Su único equipaje eran su libro de oraciones y su incansable ánimo para enseñar, curar a enfermos, aprender idiomas extraños y bautizar conversos por millares. Dedicaba las noches a la oración y, si no lograba vencer el sueño, se acostaba unas horas en el suelo, junto al sagrario.
También solía dormir en los hospitales para estar cerca de los enfermos y le gustaba dar catequesis a los niños. Muy lejos ya de sus ambiciones materiales, solía exclamar: "Basta Señor: si me mandas tantos consuelos me vas a hacer morir de amor".
Cuando los enfermos eran demasiados para poder atenderlos a todos, entregaba a los niños su rosario, que llevaba siempre al cuello, y su solo contacto curaba a muchos de ellos de su enfermedad. Estas curaciones milagrosas las atribuía al poder de Dios, y en ningún modo a su propia santidad, que la gente solía atribuirle ya en vida.
Su predicación era constante y tenaz, regresando una y otra vez con diferentes medios hasta conseguir transmitir la fe a las personas a que se dirigía. Todos los que lo conocieron le describieron como una persona muy alegre y optimista, dispuesta a trasmitir a los demás la felicidad que le producía haber sido escogido por Dios para difundir su palabra.
Entonces regresa durante algo más de un año a La India y Malaca, donde conoce a Yajiro, samurai japonés al que bautizará como Paolo de Santa Fe. El le habló de un país en que tenían universidades y la gente se guiaba por la razón.
La isla había sido ya citada por Marco Polo con el nombre de Cipango, y algunos pocos occidentales la habían visitado unos años antes. Acompañado por sus compañeros jesuitas Cosme de Torres y Juan Fernández, embarcó en Cochin para un viaje de cuarenta y dos días a bordo de un junco pirata, enfrentándose a tifones y temporales.
Llegaron a Kagosima el 15 de agosto de 1549. Arropados por la familia de Yajiro y más tarde autorizados por el caudillo Shimazu Takahisa, fueron los primeros difusores del cristianismo entre "la mejor gente hasta ahora descubierta", como los definió Javier, pero con creencias profundamente arraigadas en el budismo y el sintoísmo.

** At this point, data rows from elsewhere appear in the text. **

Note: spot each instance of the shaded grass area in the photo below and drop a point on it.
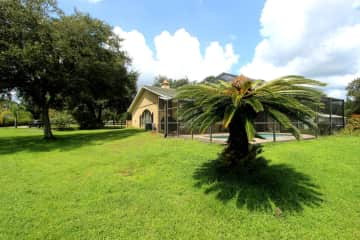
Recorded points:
(265, 188)
(129, 184)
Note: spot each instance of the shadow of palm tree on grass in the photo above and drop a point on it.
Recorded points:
(65, 142)
(277, 188)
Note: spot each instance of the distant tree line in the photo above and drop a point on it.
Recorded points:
(57, 61)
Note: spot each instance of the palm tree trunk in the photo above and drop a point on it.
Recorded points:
(47, 125)
(238, 142)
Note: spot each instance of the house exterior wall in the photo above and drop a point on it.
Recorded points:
(147, 101)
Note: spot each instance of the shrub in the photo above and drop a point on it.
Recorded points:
(60, 119)
(353, 125)
(6, 118)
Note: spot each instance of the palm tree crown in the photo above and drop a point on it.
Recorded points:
(238, 103)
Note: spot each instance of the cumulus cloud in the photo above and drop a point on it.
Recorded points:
(176, 55)
(94, 1)
(318, 39)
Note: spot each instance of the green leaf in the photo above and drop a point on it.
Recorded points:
(229, 114)
(255, 104)
(250, 129)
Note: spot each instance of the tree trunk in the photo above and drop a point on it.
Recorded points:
(238, 147)
(46, 121)
(16, 117)
(99, 121)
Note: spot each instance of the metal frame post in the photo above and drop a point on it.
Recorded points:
(330, 116)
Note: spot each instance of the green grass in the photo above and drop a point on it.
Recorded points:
(128, 184)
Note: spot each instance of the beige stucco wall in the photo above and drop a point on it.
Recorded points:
(148, 101)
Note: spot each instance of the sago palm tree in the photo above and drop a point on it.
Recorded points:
(236, 104)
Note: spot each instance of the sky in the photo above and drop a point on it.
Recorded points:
(319, 39)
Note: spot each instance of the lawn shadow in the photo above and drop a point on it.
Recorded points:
(64, 142)
(277, 188)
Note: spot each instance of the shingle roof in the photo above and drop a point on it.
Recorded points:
(163, 92)
(227, 77)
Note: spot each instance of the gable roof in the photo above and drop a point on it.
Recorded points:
(163, 93)
(227, 77)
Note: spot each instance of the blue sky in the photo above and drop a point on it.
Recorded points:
(209, 20)
(262, 39)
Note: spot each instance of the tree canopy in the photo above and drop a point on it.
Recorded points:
(54, 60)
(236, 104)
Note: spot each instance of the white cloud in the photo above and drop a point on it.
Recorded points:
(318, 39)
(176, 55)
(94, 1)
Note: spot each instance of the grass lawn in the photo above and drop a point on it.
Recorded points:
(128, 184)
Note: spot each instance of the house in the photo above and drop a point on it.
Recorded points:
(150, 107)
(155, 108)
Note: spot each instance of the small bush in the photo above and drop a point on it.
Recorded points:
(352, 126)
(60, 119)
(6, 118)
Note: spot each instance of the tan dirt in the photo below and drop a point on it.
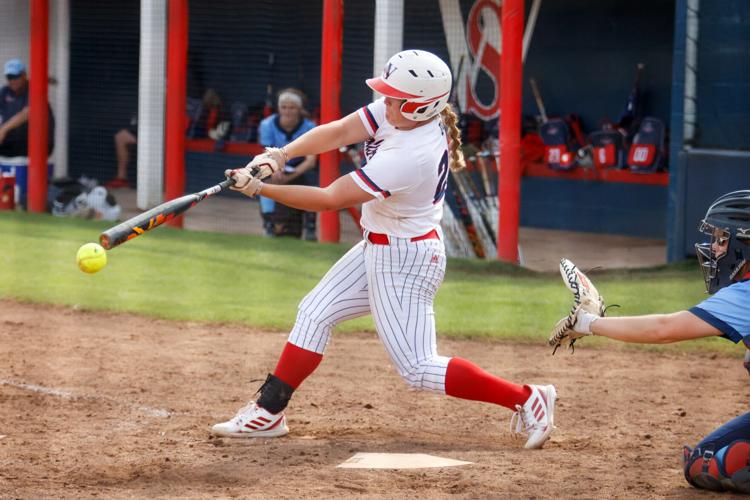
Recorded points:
(82, 394)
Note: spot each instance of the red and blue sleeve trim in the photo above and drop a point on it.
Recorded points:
(372, 185)
(370, 119)
(720, 325)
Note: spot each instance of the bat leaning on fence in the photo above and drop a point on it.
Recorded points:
(135, 226)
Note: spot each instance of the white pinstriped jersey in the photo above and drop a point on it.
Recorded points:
(406, 171)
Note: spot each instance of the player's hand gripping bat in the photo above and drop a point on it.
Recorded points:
(135, 226)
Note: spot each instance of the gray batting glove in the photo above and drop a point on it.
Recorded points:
(245, 182)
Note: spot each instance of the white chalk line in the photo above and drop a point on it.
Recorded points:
(62, 393)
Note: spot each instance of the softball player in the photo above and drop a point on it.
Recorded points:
(722, 459)
(411, 140)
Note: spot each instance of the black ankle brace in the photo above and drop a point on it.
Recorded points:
(274, 394)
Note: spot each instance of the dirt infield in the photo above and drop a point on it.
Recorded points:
(95, 404)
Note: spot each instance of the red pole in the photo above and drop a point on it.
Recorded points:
(330, 108)
(509, 180)
(177, 46)
(38, 126)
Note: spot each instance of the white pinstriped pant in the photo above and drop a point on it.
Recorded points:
(395, 283)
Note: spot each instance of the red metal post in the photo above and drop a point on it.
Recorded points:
(330, 108)
(509, 180)
(38, 125)
(174, 151)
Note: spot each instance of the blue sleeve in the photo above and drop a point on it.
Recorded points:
(727, 310)
(307, 125)
(265, 131)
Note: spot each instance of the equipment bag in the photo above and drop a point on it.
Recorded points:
(647, 153)
(609, 148)
(558, 153)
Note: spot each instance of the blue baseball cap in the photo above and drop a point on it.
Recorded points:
(14, 67)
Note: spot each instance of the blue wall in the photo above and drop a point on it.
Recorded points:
(594, 207)
(723, 87)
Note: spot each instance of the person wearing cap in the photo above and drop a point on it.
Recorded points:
(14, 112)
(289, 122)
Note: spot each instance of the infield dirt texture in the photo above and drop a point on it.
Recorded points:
(113, 406)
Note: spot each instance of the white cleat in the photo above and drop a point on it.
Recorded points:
(253, 421)
(536, 417)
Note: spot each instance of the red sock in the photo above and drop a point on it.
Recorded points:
(465, 380)
(295, 364)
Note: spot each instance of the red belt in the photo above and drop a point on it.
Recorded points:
(383, 239)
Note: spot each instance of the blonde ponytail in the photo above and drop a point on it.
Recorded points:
(450, 119)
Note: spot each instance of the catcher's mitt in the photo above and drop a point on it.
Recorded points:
(586, 299)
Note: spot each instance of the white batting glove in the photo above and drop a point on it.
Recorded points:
(245, 182)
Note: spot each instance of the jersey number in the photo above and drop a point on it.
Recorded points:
(442, 178)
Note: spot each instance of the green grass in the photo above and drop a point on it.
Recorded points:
(199, 276)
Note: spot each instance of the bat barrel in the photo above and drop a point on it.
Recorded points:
(155, 217)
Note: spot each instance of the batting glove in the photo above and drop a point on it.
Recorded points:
(245, 182)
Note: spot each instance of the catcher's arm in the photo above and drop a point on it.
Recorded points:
(588, 306)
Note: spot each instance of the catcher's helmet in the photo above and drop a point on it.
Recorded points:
(727, 222)
(419, 77)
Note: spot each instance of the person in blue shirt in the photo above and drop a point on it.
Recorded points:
(278, 130)
(721, 461)
(14, 112)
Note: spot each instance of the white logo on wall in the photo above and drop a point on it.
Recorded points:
(475, 49)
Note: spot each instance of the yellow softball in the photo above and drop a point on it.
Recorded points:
(91, 258)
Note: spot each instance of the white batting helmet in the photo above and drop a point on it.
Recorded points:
(419, 77)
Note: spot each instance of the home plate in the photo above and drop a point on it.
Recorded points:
(397, 461)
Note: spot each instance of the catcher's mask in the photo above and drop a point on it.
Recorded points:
(727, 223)
(420, 78)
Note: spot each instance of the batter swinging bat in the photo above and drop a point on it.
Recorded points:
(135, 226)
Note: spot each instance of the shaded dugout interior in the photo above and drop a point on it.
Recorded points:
(583, 54)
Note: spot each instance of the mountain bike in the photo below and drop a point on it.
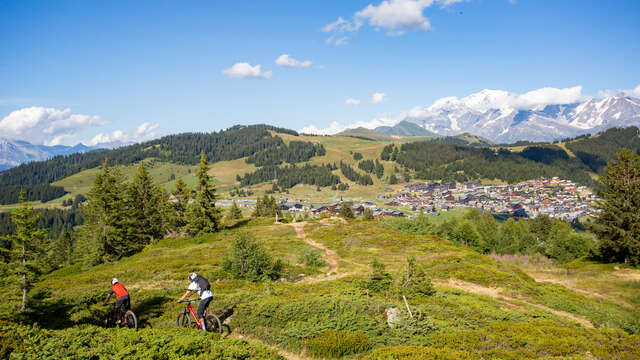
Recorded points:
(188, 319)
(129, 320)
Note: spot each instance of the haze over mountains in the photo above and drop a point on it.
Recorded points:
(496, 115)
(16, 152)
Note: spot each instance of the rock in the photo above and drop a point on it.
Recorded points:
(394, 317)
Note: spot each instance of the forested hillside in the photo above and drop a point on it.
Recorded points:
(234, 143)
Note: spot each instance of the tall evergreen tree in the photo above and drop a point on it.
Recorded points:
(27, 250)
(203, 215)
(618, 226)
(145, 203)
(105, 233)
(234, 212)
(181, 195)
(62, 250)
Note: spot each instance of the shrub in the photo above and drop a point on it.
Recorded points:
(249, 260)
(335, 344)
(415, 281)
(312, 258)
(379, 280)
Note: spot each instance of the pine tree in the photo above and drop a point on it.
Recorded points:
(27, 248)
(367, 215)
(203, 215)
(178, 207)
(346, 211)
(145, 204)
(106, 228)
(234, 212)
(618, 226)
(62, 251)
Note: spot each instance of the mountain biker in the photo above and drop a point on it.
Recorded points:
(202, 287)
(122, 297)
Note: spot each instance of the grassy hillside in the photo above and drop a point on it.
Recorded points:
(484, 307)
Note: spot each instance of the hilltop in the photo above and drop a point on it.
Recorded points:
(483, 306)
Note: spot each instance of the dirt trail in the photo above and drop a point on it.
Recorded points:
(497, 294)
(284, 353)
(331, 256)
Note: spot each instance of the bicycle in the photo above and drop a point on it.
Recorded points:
(186, 321)
(129, 320)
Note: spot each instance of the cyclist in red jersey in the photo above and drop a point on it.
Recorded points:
(122, 297)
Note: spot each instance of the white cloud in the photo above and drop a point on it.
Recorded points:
(336, 40)
(626, 92)
(287, 61)
(50, 126)
(144, 132)
(377, 98)
(352, 101)
(244, 70)
(397, 16)
(335, 127)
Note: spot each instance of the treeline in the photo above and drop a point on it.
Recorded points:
(41, 192)
(292, 175)
(351, 174)
(481, 232)
(295, 152)
(464, 163)
(233, 143)
(53, 220)
(372, 167)
(597, 151)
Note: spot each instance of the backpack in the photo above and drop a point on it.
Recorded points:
(203, 283)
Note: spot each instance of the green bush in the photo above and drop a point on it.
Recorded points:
(336, 343)
(312, 258)
(249, 260)
(90, 342)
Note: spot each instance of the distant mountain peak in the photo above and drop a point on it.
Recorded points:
(490, 114)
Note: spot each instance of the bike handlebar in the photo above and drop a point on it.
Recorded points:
(188, 300)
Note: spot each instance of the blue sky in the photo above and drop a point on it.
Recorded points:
(72, 70)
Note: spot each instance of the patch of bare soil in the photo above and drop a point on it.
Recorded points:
(498, 294)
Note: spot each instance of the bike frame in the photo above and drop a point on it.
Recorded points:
(193, 311)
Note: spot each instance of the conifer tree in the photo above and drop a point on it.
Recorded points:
(234, 212)
(27, 250)
(367, 215)
(144, 206)
(62, 251)
(105, 229)
(618, 226)
(202, 214)
(346, 211)
(178, 206)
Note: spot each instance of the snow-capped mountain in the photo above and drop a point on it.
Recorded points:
(16, 152)
(504, 117)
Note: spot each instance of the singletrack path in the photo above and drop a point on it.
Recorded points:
(497, 294)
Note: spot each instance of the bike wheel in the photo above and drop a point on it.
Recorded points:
(111, 319)
(130, 320)
(213, 324)
(184, 320)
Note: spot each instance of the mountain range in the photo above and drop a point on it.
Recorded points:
(494, 114)
(16, 152)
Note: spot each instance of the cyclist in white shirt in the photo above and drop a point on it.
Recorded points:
(203, 288)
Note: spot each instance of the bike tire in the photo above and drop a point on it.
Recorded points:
(110, 321)
(184, 320)
(213, 324)
(130, 320)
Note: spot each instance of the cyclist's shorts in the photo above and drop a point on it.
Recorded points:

Los propios sacerdotes bonzos del templo Fukushoji mantuvieron con ellos y sus prédicas una actitud benevolente y receptiva, manteniendo intensos debates filosóficos y religiosos. Los problemas entre ambas culturas empezarían tras la partida de Javier, culminando en una persecución y masacre de cristianos que se desarrolló durante siglos. En la actualidad menos del 1 % de la población japonesa es cristiana.
Javier tuvo que vestirse elegantemente y ejercer los títulos de nuncio papal y embajador del rey de Portugal porque los caciques japoneses despreciaban su pobre atuendo de misionero. En Hirado, Yamaguchi y Miyako estará dos años y tres meses, para luego regresar a La India.

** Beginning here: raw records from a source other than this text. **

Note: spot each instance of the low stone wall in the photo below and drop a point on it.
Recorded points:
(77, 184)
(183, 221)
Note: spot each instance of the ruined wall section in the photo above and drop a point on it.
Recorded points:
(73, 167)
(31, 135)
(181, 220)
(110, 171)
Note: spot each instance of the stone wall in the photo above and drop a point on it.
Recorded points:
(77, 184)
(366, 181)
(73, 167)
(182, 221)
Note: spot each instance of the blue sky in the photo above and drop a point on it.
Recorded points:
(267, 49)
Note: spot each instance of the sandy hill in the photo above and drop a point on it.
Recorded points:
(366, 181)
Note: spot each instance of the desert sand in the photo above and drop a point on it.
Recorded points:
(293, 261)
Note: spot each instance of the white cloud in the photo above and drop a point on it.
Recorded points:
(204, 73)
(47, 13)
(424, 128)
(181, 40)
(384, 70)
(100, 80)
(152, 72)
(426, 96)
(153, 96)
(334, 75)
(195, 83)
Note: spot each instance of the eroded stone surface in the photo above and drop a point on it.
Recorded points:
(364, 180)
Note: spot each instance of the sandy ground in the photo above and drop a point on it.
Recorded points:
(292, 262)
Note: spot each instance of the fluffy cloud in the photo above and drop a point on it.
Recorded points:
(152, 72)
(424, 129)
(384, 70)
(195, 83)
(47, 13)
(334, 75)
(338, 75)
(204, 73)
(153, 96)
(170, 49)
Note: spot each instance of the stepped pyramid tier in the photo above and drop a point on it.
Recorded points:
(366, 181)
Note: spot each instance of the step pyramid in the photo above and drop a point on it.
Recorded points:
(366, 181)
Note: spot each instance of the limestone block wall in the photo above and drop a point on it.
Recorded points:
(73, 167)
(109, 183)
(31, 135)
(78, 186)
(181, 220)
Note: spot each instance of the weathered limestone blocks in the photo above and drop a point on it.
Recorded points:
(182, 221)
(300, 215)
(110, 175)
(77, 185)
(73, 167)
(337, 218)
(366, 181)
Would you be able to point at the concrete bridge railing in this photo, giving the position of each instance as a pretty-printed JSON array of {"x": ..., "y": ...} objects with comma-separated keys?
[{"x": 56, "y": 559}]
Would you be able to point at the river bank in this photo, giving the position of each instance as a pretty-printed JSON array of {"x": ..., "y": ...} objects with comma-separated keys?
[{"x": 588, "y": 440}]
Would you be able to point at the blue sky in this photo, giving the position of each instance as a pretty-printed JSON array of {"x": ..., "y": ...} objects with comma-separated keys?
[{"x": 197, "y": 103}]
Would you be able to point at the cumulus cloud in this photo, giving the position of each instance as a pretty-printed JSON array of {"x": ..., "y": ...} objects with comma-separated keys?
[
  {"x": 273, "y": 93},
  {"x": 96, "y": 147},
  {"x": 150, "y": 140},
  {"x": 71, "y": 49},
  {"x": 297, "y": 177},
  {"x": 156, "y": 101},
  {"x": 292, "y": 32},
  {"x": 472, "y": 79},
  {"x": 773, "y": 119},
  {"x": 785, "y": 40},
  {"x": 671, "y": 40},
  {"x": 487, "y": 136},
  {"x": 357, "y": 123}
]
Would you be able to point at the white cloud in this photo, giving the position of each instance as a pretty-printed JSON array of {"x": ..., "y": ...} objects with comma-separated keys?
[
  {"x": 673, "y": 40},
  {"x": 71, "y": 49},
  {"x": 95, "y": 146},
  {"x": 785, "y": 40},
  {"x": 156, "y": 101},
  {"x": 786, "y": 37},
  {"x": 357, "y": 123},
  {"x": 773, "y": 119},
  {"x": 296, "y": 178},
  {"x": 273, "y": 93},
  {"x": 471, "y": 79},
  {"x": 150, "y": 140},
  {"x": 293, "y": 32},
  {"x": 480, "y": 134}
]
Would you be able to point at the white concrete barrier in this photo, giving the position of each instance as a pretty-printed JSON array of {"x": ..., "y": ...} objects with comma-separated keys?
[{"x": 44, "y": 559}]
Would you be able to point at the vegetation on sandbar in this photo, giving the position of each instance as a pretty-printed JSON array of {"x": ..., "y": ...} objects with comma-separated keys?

Emprendió su último viaje con rumbo a China, país cerrado a los extranjeros pero en el que Javier depositaba grandes esperanzas. Fue abandonado y enfermó en la isla de Sancian, donde soportó estoicamente los sufrimientos de su enfermedad entre oraciones a Jesús y María.
Murió allí mismo el 3 de diciembre de 1552. A su entierro asistieron únicamente un catequista que lo acompañaba, un portugués y dos negros. Ese mismo día, el Cristo de nogal del siglo XIV, que aún se conserva, sudó sangre en la capilla del castillo de Javier.
Fue canonizado por el Papa Gregorio XV en 1622 y Pío X lo nombró Patrono de todos los misioneros. Sus restos, que fueron encontrados incorruptos al realizar su traslado, se conservan en Goa, ciudad portuguesa de la India donde situó su centro de evangelización.
En la carretera a Yesa se sitúa una Exposición Misional que relata las andanzas de San Francisco Javier por medio de paneles y dioramas. Este santo, patrono de la Comunidad Foral de Navarra, está considerado el más representativo de los misioneros cristianos y, en una época de peligros e incógnitas, uno de los primeros viajeros de la historia.